Vol 26 Nr 3 (2010): Tijd

Tijd loopt en lijkt een eenvoudig constant gegeven. Dagelijkse tijd, seizoenen, generaties, de Gregoriaanse kalender. De ritmes van dag en nacht lijken in te passen in de ritmes van seizoenen en levenslopen. Maar is dat wel zo? Was het niet Einstein die beweerde dat de tijd relatief is? Dat tijd afhankelijk is van het referentiekader waarin je je bevindt? In deze Agora gaan we op zoek naar een geografie van de tijd. Tijd is immers niet overal en altijd hetzelfde. Tijd is sociaal geconstrueerd. Denk maar aan de tijdzones die het probleem van dag en nacht rond de aardbol moeten opvangen. Aan zomer-en wintertijd, het schrikkeljaar.
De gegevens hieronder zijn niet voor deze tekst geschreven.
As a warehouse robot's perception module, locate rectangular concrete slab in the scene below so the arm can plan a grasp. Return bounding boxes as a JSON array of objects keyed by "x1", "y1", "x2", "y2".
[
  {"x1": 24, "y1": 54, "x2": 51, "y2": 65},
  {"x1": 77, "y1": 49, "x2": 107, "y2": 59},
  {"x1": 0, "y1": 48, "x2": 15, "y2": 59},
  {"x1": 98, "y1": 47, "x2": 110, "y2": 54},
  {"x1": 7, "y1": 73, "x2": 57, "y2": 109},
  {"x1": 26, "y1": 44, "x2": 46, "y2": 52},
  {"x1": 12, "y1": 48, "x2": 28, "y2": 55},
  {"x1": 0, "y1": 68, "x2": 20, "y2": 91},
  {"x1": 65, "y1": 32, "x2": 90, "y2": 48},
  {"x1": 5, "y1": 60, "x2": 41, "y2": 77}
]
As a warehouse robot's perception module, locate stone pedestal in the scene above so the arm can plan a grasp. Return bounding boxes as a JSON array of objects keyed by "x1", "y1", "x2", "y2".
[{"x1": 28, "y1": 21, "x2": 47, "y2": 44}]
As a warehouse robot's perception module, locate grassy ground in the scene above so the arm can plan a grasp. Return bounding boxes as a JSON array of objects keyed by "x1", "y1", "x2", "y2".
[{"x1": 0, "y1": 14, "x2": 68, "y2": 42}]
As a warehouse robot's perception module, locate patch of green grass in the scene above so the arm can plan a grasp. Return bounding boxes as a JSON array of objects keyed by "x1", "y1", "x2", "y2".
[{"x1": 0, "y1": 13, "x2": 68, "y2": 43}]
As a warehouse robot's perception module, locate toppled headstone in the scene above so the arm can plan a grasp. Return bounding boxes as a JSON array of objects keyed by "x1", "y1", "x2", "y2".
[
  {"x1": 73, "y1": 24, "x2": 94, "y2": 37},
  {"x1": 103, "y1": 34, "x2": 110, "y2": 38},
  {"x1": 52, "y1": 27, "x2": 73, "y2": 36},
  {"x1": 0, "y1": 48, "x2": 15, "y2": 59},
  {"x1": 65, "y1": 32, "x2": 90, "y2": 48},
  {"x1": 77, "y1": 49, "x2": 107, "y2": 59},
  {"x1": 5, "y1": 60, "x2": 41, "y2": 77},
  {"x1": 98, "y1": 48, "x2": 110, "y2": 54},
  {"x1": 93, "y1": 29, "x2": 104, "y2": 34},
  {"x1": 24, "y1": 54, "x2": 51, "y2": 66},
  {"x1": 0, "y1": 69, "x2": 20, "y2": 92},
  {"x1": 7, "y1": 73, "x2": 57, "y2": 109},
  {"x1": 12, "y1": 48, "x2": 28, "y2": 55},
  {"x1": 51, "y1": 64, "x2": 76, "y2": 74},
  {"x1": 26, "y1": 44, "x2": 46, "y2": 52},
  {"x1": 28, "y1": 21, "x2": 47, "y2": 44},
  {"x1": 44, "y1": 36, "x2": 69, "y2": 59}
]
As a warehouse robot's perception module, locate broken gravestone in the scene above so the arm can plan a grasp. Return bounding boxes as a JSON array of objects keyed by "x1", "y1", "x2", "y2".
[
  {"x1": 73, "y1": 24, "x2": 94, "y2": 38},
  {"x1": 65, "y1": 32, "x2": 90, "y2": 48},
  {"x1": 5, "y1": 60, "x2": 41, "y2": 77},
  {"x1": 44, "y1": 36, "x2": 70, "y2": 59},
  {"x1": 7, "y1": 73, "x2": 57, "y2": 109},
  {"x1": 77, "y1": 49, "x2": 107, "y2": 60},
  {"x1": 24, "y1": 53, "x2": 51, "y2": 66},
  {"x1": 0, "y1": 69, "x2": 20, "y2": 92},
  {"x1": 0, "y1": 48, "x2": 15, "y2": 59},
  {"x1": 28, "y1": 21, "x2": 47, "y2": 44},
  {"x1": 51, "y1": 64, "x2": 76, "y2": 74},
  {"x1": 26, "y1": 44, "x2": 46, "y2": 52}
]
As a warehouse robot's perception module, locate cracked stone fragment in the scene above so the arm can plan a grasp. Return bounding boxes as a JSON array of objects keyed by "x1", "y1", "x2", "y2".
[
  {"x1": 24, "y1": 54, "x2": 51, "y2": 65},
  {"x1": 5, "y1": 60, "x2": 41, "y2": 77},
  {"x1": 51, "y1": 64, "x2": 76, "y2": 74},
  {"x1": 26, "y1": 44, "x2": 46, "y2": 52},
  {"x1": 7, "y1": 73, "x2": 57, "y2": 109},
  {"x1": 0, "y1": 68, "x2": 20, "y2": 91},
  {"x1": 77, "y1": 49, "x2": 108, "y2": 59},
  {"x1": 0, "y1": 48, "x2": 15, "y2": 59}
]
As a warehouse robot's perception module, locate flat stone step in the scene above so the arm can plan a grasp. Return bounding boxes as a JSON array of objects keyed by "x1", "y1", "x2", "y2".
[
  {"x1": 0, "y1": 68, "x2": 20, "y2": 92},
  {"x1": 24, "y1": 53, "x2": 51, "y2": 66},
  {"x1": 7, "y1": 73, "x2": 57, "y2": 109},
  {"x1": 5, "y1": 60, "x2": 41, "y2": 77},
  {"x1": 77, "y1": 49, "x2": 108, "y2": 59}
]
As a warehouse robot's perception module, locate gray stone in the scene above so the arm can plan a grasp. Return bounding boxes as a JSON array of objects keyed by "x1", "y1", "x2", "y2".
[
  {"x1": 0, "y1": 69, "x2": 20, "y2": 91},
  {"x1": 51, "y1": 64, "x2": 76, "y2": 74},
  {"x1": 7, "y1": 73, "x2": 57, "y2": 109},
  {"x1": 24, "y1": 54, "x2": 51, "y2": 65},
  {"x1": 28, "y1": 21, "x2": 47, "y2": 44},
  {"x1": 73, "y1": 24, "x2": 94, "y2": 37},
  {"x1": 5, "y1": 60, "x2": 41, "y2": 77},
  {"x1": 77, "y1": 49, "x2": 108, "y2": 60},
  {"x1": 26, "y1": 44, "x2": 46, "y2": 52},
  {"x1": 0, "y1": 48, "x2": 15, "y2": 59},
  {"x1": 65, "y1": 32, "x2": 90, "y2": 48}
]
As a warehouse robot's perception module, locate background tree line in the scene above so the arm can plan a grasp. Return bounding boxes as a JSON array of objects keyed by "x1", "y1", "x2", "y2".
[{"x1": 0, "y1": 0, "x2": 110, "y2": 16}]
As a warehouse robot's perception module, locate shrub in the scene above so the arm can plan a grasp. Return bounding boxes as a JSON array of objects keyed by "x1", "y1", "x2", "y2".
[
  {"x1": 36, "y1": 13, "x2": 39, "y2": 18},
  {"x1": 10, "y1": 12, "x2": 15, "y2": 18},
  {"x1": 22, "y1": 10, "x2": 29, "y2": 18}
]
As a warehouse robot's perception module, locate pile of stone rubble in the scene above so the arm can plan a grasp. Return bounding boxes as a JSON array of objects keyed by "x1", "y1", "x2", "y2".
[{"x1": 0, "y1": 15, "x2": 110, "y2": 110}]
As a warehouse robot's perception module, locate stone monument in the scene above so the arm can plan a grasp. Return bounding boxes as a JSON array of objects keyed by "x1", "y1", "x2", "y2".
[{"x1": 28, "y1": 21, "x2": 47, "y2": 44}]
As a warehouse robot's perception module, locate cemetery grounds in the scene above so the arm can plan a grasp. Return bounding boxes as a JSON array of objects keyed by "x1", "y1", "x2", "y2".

Bovendien geeft tijd betekenis. Is het niet zo dat je Darwins evolutieleer en geologische processen pas kan begrijpen als je tijd abstraheert? Als tijd onvoorstelbaar traag wordt? Mensen evolueren doorheen de tijd. Individuele levenscarrières kunnen zo stilaan uit elkaar gaan liggen, maar zijn in belangrijke mate ook op mekaar afgestemd. Mobiliteit doorheen de ruimte maakt dat mensen verschillende tijdsreferentiekaders ontmoeten en in conflict brengen. Steden hebben bijvoorbeeld verschillende ritmes. Leven in New York is verschillend van leven in Madrid, waar de activiteiten stilvallen na het middaguur. Reizen door de ruimte is dus ook reizen door de tijd.